Mic the set and record many hits of individual drums at a variety of velocities. That way I will have lots of samples of his kit. Send all the mics to a mixer and mix it down to a left and right channel. He records the song. Now I've got two tracks of drums. I make copies of the tracks and cut them up for each individual drum. Then, I use the cut up tracks to trigger the samples I made of his kit. That way I'll have each drum on a seperate track and mixing will be WAY easier. Lots of work. Lots of time. :loco:

Would this be the best way to go about it or is there a better solution?
 
Three ways I could come up with:

A) Buy a 8 input interface, they really aren't that expensive as you might think. The firewire version of Terratec Phase88 is 285€ (TRS inputs), PreSonus Firepod and Alesis IO|26 FireWire (both have +48v and XLR/TRS-inputs) are 385€ on Thomann
B) Use a mixer (rent or buy) with as much inputs as you need. Cheapo solution would be Behringer Xenyx 2442 FX, it has 10 mic inputs (costs 315€). Mic the drums and make a stereo mix of them in the mixer and send it into your interface.
C) Mic the overheads and trigger the drums
 
I would suggest just renting a good mixer (have the band pay) and spend a lot of time getting the best stereo mix of the drums you can. If they've asked you to record them chances are they are aware of what your tracking limitations are and they are just looking to get something good enough sounding to say they have a recording of their band. Take your time and just really try to capture a great stereo track of the drums. The biggest problem I can think of with your idea of cutting up copies of tracks is if there is any timing problems or fuck ups on the main tracks you're forced to actually reinforce those boo boos with samples because if you try to quantize and fix the sample parts in any way they of course will not match to the main track and that really is just so much work to be doing for something like this. When tracking have the drummer play through like he normally would but when he fucks up, as long as you have punch in capability, stop and have him go back to the previous part of the song and punch him in on the cymbal hit or whatever that leads into the section he screwed up.

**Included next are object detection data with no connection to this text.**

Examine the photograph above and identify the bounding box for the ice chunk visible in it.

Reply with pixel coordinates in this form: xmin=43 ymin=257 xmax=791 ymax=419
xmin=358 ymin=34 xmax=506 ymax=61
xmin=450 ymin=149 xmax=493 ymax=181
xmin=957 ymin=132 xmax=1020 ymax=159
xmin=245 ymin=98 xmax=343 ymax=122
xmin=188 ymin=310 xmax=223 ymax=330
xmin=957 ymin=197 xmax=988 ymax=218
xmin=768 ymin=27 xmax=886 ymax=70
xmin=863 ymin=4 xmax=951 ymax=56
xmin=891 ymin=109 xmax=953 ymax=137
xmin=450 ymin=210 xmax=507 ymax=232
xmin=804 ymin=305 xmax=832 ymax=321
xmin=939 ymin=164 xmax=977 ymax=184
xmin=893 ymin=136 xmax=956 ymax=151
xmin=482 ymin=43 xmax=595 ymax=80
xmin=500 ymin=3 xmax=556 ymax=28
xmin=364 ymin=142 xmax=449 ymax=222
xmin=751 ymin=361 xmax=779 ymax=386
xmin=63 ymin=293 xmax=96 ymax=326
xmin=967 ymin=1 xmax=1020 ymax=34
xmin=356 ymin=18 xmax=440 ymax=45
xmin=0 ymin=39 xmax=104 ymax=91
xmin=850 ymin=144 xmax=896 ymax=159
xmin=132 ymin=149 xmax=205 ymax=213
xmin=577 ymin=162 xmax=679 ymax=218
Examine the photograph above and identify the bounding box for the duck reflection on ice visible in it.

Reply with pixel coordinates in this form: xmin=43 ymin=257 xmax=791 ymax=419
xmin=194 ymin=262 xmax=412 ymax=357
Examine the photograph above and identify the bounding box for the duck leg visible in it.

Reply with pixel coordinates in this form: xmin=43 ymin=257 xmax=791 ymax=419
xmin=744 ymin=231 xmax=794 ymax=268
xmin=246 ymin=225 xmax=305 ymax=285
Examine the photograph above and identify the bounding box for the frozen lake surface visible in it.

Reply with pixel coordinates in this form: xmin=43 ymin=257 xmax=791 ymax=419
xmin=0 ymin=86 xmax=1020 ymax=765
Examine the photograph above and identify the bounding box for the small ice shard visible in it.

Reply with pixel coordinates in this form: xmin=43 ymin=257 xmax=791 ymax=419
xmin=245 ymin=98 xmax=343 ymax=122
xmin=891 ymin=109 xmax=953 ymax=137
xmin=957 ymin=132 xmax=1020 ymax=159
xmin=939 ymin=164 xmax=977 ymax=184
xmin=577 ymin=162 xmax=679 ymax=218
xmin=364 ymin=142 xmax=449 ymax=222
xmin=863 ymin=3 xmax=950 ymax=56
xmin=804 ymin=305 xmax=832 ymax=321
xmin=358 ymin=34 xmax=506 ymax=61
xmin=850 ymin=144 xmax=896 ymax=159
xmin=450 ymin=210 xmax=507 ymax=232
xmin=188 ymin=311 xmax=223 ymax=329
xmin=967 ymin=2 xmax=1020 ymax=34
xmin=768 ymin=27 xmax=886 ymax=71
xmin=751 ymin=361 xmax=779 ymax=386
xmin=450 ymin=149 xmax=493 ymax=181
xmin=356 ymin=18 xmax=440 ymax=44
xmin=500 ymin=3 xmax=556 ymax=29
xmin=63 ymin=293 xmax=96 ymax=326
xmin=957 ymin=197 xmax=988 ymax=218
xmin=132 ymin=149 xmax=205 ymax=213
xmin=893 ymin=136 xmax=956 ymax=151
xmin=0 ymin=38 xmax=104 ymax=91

It actually works better than you might think and any weirdness will easily be covered up once you have tracked the bass/guitars/vox etc... Just keep doing this until the song is done and you'll be good.

I've done this several times and its always worked ... put the time into the tracking and performance.

Cheers!
www.myspace.com/shadowdancemusic
 
Thanks for the input everyone. I'll try to get the best stereo mix I'm capable of. I will let you guys know how it goes.
 
yeah i'm no expert but when I was recording my own band for our first home recordings all I had was stereo ins and I just got a mix of the drums with a mixer and recorded the stereo stem- obviously it is limiting but if you think about what your going to want in the mix and if you spend enough time eqing/micing the kit right from the get go then the results are totally usable and can sound really decent in the end result.
 
If you're going to rent a mixer, you might as well rent a firepod and get 8 clean tracks, add a digimax fs for 16. It sounds like you don't have a lot of experience, I can only estimate that you probably haven't done much analog recording and mixing with a console. If you don't have a background in recording "live to tape" then going with just the mixer will likely bite you in the ass.
With that in mind:
1- is it an album or a demo?
2- how much are they paying you?
 
Yeah, I have only been recording for about 6 months. I've never recorded a full kit though. It will only be a demo and I'm doing it for free. These guys are my friends and have helped me out with things.
 
Even with that, -8.5 on the mixer. Yes, I have eight and a half votes... deal with it. If you're renting or borrowing, it'll be less work to rent a decent interface like one mentioned above, and since I'm not guessing you've gone all-out on buying a good interface yet the mixer-to-interface wouldn't work all that well even by pre-mixed-to-tape standards. Either that or figure out some way to get his playing *directly* to MIDI.